5

This question based on MongoDB,How to retrieve selected items retrieve by selecting multiple condition.It is like IN condition in Mysql

SELECT * FROM venuelist WHERE venueid IN (venueid1, venueid2)

I have attached json data structure that I have used.[Ref: JSON STRUCTUE OF MONGODB ].

As an example, it has a venueList then inside the venue list, It has several attribute venue id and sum of user agents name and total count as value.user agents mean user Os,browser and device information. In this case I used os distribution.In that case i was count linux,ubuntu count on particular venueid.

it is like that,

"sum" : [
    {
        "name" : "linux",
        "value" : 12
    },
    {
        "name" : "ubuntu",
        "value" : 4
    }
],

Finally I want to get count of all linux user count by selecting venueid list in one find query in MongoDB.

As example, I want to select all count of linux users by conditioning if venue id VID1212 or VID4343

Ref: JSON STRUCTUE OF MONGODB

{
    "_id" : ObjectId("57f940c4932a00aba387b0b0"),
    "tenantID" : 1,
    "date" : "2016-10-09 00:23:56",
    "venueList" : [
        {
            "id" : “VID1212”,
            "sum" : [
                {
                      "name" : "linux",
                      "value" : 12
                },
                {
                    "name" : "ubuntu",
                    "value" : 4
                }
            ],
            “ssidList” : [    // this is list of ssid’s in venue
                {
                    "id" : “SSID1212”,
                    "sum" : [
                        {
                            "name" : "linux",
                            "value" : 8
                        },
                        {
                            "name" : "ubuntu",
                            "value" : 6
                        }
                    ],
                    “macList” : [  // this is mac list inside particular ssid  ex: this is mac list inside the SSID1212
                        {
                            "id" : “12:12:12:12:12:12”,
                            "sum" : [
                                {
                                    "name" : "linux",
                                    "value" : 12
                                },
                                {
                                    "name" : "ubuntu",
                                    "value" : 1
                                }
                            ]
                        }
                    ]
                }
            ]
        },
        {
            "id" : “VID4343”,
            "sum" : [
                {
                     "name" : "linux",
                     "value" : 2
                }
            ],
            "ssidList" : [
                {
                    "id" : “SSID4343”,
                    "sum" : [
                        {
                            "name" : "linux",
                            "value" : 2
                        }
                    ],
                    "macList" : [
                        {
                            "id" : “43:43:43:43:43:34”,
                            "sum" : [
                                {
                                    "name" : "linux",
                                    "value" : 2
                                }
                            ]
                        }
                    ]
                }
            ]
        }
    ]
}

I am using golang as language to manipulation data with mongoldb using mgo.v2 package

expected out put is :

output

  • linux : 12+2 = 14
  • ubuntu : 4+0 = 4

Don't consider inner list in venuelist.

Sandun Priyanka
  • 591
  • 7
  • 24

1 Answers1

2

You'd need to use the aggregation framework where you would run an aggregation pipeline that first filters the documents in the collection based on the venueList ids using the $match operator.

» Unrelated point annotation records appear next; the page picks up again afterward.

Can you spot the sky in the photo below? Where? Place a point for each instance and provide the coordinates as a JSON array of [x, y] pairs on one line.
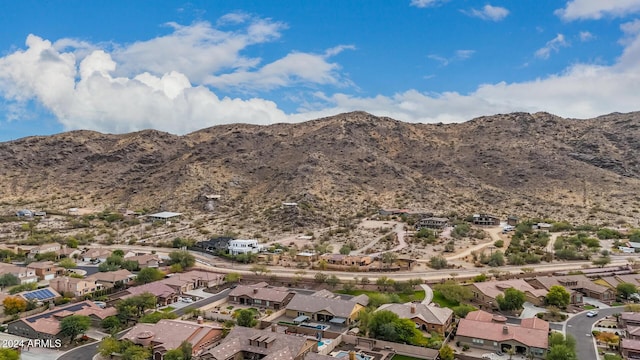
[[178, 66]]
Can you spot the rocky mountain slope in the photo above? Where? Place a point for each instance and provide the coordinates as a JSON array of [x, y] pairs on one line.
[[525, 164]]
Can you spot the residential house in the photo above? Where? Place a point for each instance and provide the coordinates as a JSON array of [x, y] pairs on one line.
[[96, 254], [118, 278], [46, 325], [46, 270], [324, 306], [546, 282], [347, 260], [75, 286], [25, 275], [579, 283], [261, 295], [435, 223], [40, 295], [164, 293], [68, 252], [485, 220], [630, 348], [164, 216], [44, 248], [214, 245], [145, 260], [427, 318], [250, 343], [485, 293], [239, 246], [480, 329], [170, 334]]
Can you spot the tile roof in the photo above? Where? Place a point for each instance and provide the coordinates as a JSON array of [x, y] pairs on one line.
[[111, 276], [428, 314], [280, 346], [156, 288], [169, 334], [495, 288], [630, 344], [314, 304], [260, 291], [532, 332]]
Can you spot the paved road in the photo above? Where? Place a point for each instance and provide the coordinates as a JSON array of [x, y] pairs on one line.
[[200, 303], [580, 326], [81, 353]]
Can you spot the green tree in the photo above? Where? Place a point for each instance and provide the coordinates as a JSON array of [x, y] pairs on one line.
[[558, 296], [9, 354], [68, 263], [8, 280], [626, 289], [112, 324], [14, 305], [446, 353], [182, 257], [74, 325], [453, 291], [148, 275], [513, 299], [246, 318]]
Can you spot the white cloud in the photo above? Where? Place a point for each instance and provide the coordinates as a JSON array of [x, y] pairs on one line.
[[552, 45], [586, 36], [488, 12], [597, 9], [426, 3], [458, 56]]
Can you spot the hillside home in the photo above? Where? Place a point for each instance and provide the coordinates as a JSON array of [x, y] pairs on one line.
[[485, 293], [239, 246], [170, 334], [75, 286], [485, 331], [96, 254], [44, 248], [485, 220], [579, 283], [46, 325], [261, 295], [434, 223], [46, 270], [324, 306], [427, 318], [24, 275]]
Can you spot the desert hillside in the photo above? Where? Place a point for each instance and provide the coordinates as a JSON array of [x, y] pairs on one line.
[[525, 164]]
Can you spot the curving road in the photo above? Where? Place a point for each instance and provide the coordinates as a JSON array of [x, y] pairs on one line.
[[579, 326]]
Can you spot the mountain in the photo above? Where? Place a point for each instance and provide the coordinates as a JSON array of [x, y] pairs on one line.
[[531, 165]]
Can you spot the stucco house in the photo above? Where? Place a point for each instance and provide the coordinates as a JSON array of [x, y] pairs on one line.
[[480, 329]]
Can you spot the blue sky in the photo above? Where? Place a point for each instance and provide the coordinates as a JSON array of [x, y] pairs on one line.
[[120, 66]]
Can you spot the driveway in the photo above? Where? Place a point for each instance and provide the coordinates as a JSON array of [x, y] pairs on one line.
[[579, 326]]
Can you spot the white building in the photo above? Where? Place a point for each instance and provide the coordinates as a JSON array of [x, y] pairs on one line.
[[244, 247]]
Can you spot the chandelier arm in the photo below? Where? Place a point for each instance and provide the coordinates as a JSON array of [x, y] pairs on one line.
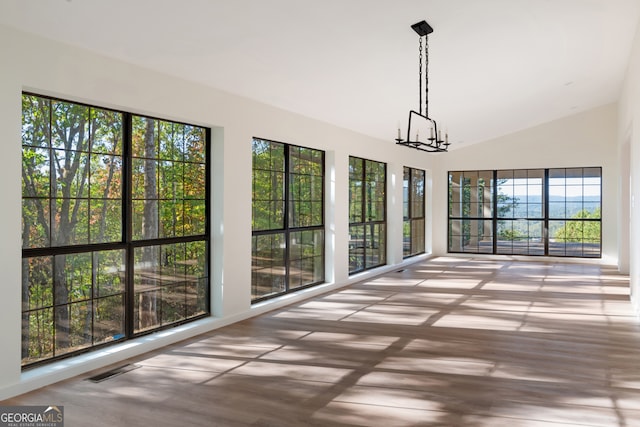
[[434, 142]]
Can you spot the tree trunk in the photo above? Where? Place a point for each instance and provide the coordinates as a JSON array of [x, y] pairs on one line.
[[147, 302], [26, 327]]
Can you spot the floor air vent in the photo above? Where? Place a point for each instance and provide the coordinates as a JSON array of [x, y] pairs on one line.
[[112, 373]]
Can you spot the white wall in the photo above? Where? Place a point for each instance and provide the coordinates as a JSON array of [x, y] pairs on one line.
[[49, 68], [580, 140], [629, 182]]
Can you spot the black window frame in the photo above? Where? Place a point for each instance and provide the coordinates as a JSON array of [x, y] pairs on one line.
[[548, 246], [414, 223], [359, 248], [285, 264], [126, 243]]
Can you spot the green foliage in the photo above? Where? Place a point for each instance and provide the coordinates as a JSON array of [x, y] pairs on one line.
[[72, 187], [580, 231]]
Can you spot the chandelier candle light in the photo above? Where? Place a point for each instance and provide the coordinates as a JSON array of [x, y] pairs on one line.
[[434, 143]]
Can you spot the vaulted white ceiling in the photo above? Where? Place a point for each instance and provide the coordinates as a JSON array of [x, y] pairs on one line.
[[495, 66]]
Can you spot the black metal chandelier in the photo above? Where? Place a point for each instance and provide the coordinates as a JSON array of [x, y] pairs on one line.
[[431, 140]]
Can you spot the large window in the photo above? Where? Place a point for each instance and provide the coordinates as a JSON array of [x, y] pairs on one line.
[[554, 212], [114, 226], [413, 233], [367, 214], [288, 218]]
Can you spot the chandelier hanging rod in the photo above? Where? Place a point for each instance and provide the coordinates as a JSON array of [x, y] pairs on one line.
[[434, 143]]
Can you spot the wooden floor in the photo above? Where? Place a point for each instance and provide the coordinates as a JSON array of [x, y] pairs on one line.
[[449, 342]]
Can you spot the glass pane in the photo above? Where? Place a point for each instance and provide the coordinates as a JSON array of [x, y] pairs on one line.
[[105, 181], [106, 129], [267, 265], [37, 335], [37, 283], [356, 248], [71, 226], [195, 142], [69, 129], [307, 258], [194, 181], [144, 137], [35, 176], [35, 121], [105, 221], [78, 270], [145, 219], [375, 245], [110, 272], [70, 173], [109, 319]]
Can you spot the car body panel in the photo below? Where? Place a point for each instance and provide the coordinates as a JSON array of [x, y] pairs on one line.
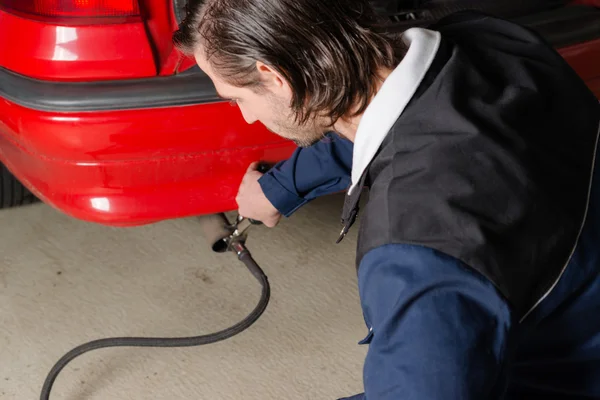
[[44, 50], [135, 169], [130, 152]]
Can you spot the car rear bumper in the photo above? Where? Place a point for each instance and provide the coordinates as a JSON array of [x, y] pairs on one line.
[[137, 151], [134, 166]]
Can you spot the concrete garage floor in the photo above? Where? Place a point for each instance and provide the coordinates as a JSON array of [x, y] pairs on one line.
[[64, 282]]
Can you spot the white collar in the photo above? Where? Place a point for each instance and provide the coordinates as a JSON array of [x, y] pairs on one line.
[[393, 96]]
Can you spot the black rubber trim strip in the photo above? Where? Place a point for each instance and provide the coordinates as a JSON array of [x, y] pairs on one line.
[[561, 27], [191, 87]]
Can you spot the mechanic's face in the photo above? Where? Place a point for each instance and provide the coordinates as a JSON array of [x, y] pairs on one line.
[[271, 106]]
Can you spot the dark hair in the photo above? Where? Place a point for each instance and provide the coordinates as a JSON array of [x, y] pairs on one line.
[[329, 51]]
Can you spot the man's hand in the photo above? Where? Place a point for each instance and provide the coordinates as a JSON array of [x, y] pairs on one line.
[[252, 202]]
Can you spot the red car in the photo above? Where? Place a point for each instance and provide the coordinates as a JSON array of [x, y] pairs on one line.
[[103, 119]]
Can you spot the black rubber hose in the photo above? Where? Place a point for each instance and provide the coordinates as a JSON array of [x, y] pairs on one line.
[[252, 266]]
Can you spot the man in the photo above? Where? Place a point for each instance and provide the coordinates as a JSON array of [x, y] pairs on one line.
[[478, 261]]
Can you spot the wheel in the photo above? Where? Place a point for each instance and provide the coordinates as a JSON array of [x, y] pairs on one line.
[[12, 192]]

The second pipeline would entail flattening the venueList and sum subdocument arrays in order for the data in the documents to be processed further down the pipeline as denormalised entries. The $unwind operator is useful here.

A further filter using $match is necessary after unwinding so that only the documents you want to aggregate are allowed into the next pipeline.

The main pipeline would be the $group operator stage which aggregates the filtered documents to create the desired sums using the accumulator operator $sum. For the desired result, you would need to use a tenary operator like $cond to create the independent count fields since that will feed the number of documents to the $sum expression depending on the name value.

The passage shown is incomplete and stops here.